Gratitude, the Exalting and Required Virtue

image of Christ
Elder Stanley G. Ellis

Joseph Smith is quoted as saying “If you will thank the Lord with all your heart, every night, for all the blessings of that day, you will eventually find yourself exalted in the kingdom of God.” (Truman G. Madsen, Joseph Smith the Prophet Salt Lake City, UT: Bookcraft, 1989, 104) That impressed me. First, what a wonderful promise for being truly grateful! But secondly, I wondered how that could be possible for something so seemingly small and simple.

The more I considered it, the better I came to understand the power of being really thankful.  The Lord actually makes the same promise in D&C 78:19: “…he who receiveth all things, with thankfulness shall be made glorious…”

The guide to the Study of the Scriptures teaches us that “expressing gratitude is pleasing to God, and true worship includes thanking Him. We should give thanks to the Lord for all things”. As the hymn teaches us, as we count our many blessings, especially one by one, we can be surprised what the Lord has done.

On the other hand being unthankful is actually one of the few ways we offend our normally loving, kind and generous Heavenly Father.  Consider what he has done for us:

            Verily I say, that inasmuch as ye do this, the fulness of the earth is yours, the beasts of the field and the fowls of the air, and that which climbeth upon the trees and walketh upon the earth;

            Yea, and the herb, and the good things which come of the earth, whether for food or for raiment, or for houses, or for barns, or for orchards, or for gardens, or for vineyards;

            Yea, all things which come of the earth, in the season thereof, are made for the benefit and the use of man, both to please the eye and to gladden the heart;

            Yea, for food and for raiment, for taste and for smell, to strengthen the body and to enliven the soul.

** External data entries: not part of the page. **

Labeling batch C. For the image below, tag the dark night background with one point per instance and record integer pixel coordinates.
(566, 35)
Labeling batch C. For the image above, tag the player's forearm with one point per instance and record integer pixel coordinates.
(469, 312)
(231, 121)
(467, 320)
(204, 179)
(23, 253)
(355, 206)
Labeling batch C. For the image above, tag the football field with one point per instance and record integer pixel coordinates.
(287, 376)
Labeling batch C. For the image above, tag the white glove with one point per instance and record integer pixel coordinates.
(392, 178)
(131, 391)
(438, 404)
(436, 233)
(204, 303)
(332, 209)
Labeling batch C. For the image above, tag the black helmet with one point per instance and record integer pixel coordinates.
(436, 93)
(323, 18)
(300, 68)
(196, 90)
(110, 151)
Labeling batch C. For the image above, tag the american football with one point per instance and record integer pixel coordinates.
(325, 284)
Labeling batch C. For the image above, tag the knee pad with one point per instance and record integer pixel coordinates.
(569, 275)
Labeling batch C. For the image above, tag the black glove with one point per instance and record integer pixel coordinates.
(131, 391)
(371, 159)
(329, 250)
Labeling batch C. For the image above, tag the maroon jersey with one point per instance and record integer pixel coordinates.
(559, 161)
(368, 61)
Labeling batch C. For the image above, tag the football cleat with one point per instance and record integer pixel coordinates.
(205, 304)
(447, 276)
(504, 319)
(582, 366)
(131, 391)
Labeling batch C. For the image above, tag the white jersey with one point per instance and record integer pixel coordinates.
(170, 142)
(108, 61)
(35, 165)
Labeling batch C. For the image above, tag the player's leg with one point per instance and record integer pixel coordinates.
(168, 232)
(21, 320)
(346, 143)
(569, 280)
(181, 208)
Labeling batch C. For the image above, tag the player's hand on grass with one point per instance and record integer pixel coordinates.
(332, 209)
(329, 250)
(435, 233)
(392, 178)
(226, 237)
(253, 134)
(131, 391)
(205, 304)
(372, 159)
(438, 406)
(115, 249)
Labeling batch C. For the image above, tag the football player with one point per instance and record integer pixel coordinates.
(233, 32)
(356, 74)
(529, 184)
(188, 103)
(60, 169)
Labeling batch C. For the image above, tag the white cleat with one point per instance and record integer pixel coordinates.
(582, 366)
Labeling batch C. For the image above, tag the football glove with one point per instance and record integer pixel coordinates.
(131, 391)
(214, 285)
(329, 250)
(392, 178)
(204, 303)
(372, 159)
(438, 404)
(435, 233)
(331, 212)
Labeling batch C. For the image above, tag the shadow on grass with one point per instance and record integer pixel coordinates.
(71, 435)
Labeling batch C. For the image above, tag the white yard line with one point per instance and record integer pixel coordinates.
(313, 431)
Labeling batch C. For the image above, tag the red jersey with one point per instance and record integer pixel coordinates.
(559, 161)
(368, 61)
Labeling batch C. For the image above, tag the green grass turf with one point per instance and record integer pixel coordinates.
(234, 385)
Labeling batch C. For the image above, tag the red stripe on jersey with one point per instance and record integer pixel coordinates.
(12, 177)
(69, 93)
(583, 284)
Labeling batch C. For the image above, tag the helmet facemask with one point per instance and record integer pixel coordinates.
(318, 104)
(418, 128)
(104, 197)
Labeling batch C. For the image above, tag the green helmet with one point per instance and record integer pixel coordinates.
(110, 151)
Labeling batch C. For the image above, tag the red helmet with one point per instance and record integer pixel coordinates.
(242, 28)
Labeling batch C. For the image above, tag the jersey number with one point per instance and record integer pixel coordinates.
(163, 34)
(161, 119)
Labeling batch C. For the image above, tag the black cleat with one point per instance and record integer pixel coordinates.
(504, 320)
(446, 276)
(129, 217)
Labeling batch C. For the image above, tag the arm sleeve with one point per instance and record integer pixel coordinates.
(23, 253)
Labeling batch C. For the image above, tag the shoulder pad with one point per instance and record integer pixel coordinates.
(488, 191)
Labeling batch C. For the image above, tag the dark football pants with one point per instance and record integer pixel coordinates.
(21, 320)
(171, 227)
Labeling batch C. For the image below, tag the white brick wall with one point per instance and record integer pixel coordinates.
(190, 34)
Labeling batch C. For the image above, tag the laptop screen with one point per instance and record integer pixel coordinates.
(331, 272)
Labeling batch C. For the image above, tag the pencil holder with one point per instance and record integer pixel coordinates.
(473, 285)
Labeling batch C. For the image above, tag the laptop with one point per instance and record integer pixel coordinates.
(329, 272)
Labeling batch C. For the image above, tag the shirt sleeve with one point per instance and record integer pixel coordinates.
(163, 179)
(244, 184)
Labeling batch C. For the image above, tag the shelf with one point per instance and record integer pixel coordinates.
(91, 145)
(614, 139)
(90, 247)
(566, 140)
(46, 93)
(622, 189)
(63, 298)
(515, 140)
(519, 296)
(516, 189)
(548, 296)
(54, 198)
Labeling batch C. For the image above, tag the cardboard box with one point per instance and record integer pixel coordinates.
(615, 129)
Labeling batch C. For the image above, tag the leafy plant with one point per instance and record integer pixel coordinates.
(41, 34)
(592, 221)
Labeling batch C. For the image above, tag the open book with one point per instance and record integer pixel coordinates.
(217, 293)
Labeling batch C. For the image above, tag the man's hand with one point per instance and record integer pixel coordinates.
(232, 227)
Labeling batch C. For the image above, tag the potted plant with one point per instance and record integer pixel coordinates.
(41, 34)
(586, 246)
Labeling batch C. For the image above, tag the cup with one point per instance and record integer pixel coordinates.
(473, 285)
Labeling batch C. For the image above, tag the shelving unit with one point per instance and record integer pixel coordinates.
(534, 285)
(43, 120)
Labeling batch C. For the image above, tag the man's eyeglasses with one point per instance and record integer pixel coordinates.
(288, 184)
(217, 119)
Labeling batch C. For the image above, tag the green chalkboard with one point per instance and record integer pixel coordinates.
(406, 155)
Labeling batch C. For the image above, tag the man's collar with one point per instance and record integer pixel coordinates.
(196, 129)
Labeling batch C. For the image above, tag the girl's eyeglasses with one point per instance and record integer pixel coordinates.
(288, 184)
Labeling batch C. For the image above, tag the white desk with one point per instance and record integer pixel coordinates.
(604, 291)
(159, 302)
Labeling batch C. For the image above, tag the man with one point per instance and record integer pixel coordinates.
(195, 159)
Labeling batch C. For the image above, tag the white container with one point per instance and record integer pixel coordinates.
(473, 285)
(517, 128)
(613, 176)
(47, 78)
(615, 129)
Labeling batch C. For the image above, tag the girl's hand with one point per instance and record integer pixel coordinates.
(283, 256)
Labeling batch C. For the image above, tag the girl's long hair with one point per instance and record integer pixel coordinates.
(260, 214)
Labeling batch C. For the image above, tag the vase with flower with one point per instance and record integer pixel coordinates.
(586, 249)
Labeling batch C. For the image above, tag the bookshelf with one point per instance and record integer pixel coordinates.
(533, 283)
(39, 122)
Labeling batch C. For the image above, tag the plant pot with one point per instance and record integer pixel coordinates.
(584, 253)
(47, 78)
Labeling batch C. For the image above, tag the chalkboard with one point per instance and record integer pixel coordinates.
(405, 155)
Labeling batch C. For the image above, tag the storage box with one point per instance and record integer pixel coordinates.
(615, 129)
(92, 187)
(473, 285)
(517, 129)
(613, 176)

            And it pleaseth God that he hath given all these things unto man; for unto this end were they made to be used, with judgment, not to excess, neither by extortion” (D&C 59:16-20)

Therefore it is easy to see why our being ungrateful is so offensive to Him: “And in nothing doth man offend God, or against none is his wrath kindled, save those who confess not his hand in all things, and obey not his commandments.”  (D&C 59:21)

The Apostle Paul taught a great truth about a key blessing of gratitude, “I have learned, in whatsoever state I am, therewith to be content. I know both how to be abased and how to abound: everywhere and in all things I am instructed both to be full and to be hungry, both to abound and to suffer need.” (Philippians 4:11-12). Further, “But godliness with contentment is great gain. For we brought nothing into this world, and it is certain we can carry nothing out.” (I Tim 6:6-7)

Alma reminded himself that “I ought to be content with the things the Lord hath allotted to me.” (Alma 29:3)

Our daughter, Rachel, made a pillow for Sister Ellis with a cross-stitched message: “Gratitude turns what we have into enough”. In fact, as you think about it, it is not what we have that makes us unhappy; it is what we perceive we don’t have. Gratitude is clearly a key to happiness regardless of our circumstances.

The scriptures clearly direct us to be thankful: Be ye thankful (Col 3:15), live in thanksgiving daily (Alma 34:38), ye must give thanks unto God (D&C 42:32), and in everything give thanks (D&C 98:1; 1 Thes 5:18).

May we enjoy peace, contentment, humility and happiness as we choose each day to be grateful.